Tech executives were first into the breach, and they remain the driving force behind the new pushback. But others, from manufacturing to financial services, have piled in behind them. CEOs from companies across the country most actively opposed to the ban are adding their names to a letter (deadline: 5 p.m. EST tonight) addressed to Trump asking for major changes.
The idea, according to one tech industry source involved in the effort, is to get it to the White House before the inaugural meeting of Trump’s CEO kitchen cabinet convenes there on Friday. The group—officially the President’s Strategic and Policy Forum, headed by Blackstone CEO Steve Schwarzman—includes Uber CEO Travis Kalanick, who’s emerged as one of the ban’s most vocal private-sector critics, after his initial silence spawned a #DeleteUber movement.
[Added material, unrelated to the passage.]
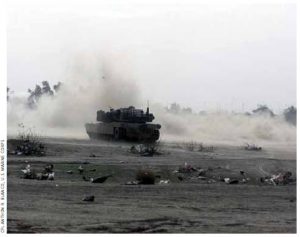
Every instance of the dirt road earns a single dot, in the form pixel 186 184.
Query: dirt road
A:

Others on record in opposition who are expected to show up for the meeting tomorrow: BlackRock’s Larry Fink, IBM’s Ginni Rometty, JP Morgan Chase’s Jamie Dimon, and Elon Musk of Tesla and SpaceX.
Meanwhile, general counsels for several major tech firms huddled Wednesday night to coordinate legal strategy, with the discussion centering on how to back up the ACLU’s challenge to the ban and filing amicus briefs in support of the Washington state attorney general’s suit that seeks to invalidate it, the tech insider says.
The industry would like to keep some political capital in reserve for a battle it’s anticipating with the administration over work visas for foreign-born talent. But leaders also see the ban as related. “To the extent it has a chilling impact on people wanting to come here and work for U.S. companies, there’s collateral damage,” the source says. In the immediate term, the ban has dramatically ratcheted up the stakes for a Friday meeting that otherwise would have turned on areas of agreement, like tax reform and infrastructure spending, that now seem a long way off.